Les États-Unis sont le premier pays client de la chimie française hors Union européenne. En 2015, nous avons exporté aux États-Unis 3,3 milliards d'euros de produits chimiques. Le premier secteur de la chimie exportateur vers les États-Unis est celui des savons, parfums et produits d'entretien, qui représente à peu près un tiers de nos exportations aux États-Unis. De notre côté, nous importons 4,7 milliards d'euros de produits américains. Ce déficit de 1,4 milliard d'euros est dû, notamment, à l'importation massive de produits pharmaceutiques de base venant des États-Unis. Si l'on ne tient pas compte de cette importation, les échanges sont à peu près équilibrés.

On observe, déjà en 2015, hors contexte TTIP, sans accord commercial avec les États-Unis, une augmentation forte de nos exportations vers ce pays, soit 12 % de plus en valeur qu'en 2014. Ces chiffres favorables sont dus notamment à la dépréciation de l'euro, ainsi qu'à une conjoncture économique américaine mieux orientée ; s'y ajoute l'effet, non négligeable, de la baisse du coût du pétrole.
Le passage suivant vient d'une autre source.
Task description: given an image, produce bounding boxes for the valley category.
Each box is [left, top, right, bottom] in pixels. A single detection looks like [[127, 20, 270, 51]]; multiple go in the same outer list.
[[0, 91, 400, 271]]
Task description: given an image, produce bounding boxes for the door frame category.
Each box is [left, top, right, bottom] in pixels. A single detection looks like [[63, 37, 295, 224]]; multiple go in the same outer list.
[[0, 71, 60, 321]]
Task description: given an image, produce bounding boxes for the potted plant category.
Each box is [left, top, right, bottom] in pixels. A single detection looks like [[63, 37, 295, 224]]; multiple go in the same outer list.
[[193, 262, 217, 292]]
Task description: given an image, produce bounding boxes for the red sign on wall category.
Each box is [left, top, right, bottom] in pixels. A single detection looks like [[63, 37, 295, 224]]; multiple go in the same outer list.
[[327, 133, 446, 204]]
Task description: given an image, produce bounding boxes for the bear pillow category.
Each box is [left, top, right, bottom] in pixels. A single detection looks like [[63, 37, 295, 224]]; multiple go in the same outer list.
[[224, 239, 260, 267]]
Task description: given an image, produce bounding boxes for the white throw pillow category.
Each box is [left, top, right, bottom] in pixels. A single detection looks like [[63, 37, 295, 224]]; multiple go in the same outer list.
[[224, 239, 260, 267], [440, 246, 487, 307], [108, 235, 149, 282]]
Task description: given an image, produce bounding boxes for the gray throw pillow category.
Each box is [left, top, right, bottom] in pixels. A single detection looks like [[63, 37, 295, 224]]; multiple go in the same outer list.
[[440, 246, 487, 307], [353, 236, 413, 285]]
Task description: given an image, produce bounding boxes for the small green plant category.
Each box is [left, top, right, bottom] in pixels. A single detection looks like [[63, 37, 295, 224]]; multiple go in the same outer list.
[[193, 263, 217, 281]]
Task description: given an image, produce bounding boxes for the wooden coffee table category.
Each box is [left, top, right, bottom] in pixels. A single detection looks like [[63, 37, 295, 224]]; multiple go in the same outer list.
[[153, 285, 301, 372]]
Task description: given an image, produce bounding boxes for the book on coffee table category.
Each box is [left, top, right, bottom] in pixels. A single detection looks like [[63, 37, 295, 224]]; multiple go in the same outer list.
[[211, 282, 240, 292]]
Reste que le coût de l'énergie est nettement moins élevé aux États-Unis qu'en France, ou plus généralement en Europe.

En ce qui concerne les différents volets de la négociation transatlantique, si je devais résumer en deux mots la position de l'industrie chimique française, ce serait par un « Oui, mais… ». Oui, nous sommes favorables à ces négociations, car nous avons des opportunités aux États-Unis : le marché américain est déjà très présent pour nous puisque c'est notre premier marché hors UE. Mais il y a un certain nombre de lignes rouges, autrement dit de points dont nous ne souhaitons pas qu'ils soient négociés dans le cadre du TTIP ou sur lesquels nous émettons des réserves.

Je vais commencer par l'offre tarifaire et tout ce qui est problématique au niveau des droits de douane.
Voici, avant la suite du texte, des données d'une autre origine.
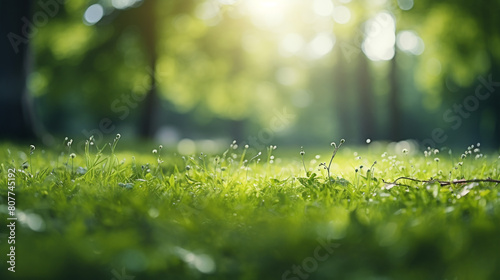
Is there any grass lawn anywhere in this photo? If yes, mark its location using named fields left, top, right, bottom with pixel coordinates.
left=0, top=138, right=500, bottom=280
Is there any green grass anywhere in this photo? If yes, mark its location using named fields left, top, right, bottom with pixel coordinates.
left=0, top=139, right=500, bottom=280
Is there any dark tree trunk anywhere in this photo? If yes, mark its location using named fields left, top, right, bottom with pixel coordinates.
left=389, top=53, right=401, bottom=141
left=138, top=0, right=159, bottom=139
left=0, top=0, right=36, bottom=139
left=358, top=55, right=375, bottom=142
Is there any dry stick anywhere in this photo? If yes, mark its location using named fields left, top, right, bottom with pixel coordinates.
left=382, top=177, right=500, bottom=186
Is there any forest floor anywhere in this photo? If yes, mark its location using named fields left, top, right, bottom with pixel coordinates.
left=0, top=137, right=500, bottom=280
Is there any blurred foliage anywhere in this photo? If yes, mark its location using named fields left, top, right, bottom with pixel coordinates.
left=24, top=0, right=500, bottom=148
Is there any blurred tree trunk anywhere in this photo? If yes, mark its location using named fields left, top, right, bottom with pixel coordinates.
left=389, top=50, right=401, bottom=141
left=333, top=49, right=354, bottom=139
left=358, top=55, right=375, bottom=142
left=138, top=0, right=160, bottom=138
left=0, top=0, right=36, bottom=139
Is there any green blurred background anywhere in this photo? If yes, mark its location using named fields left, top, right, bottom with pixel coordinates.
left=0, top=0, right=500, bottom=151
L'Union européenne et les États-Unis ont signé, dans le domaine de la chimie, un accord sectoriel dit CTHA (Chemical Tariff Harmonization Agreement), qui plafonne à 6,5 % les droits de douane pour les échanges de produits chimiques. Aujourd'hui, 80 % des échanges mondiaux de produits chimiques sont concernés par cet accord sectoriel, ce qui veut dire qu'il y a déjà, dans la chimie, non pas des pics tarifaires, mais des plafonds, au niveau des droits de douane.

Il n'empêche que la moyenne des droits de douane est de l'ordre de 3 % de part et d'autre en ce qui concerne les échanges entre les États-Unis et l'Europe. Sans aller jusqu'à dire qu'ils s'annulent, puisqu'il y a des variations selon les secteurs, cela engendre un certain nombre de contraintes pour les entreprises exportatrices, les gains n'étant pas forcément intéressants, tant pour l'Union européenne que pour les États-Unis.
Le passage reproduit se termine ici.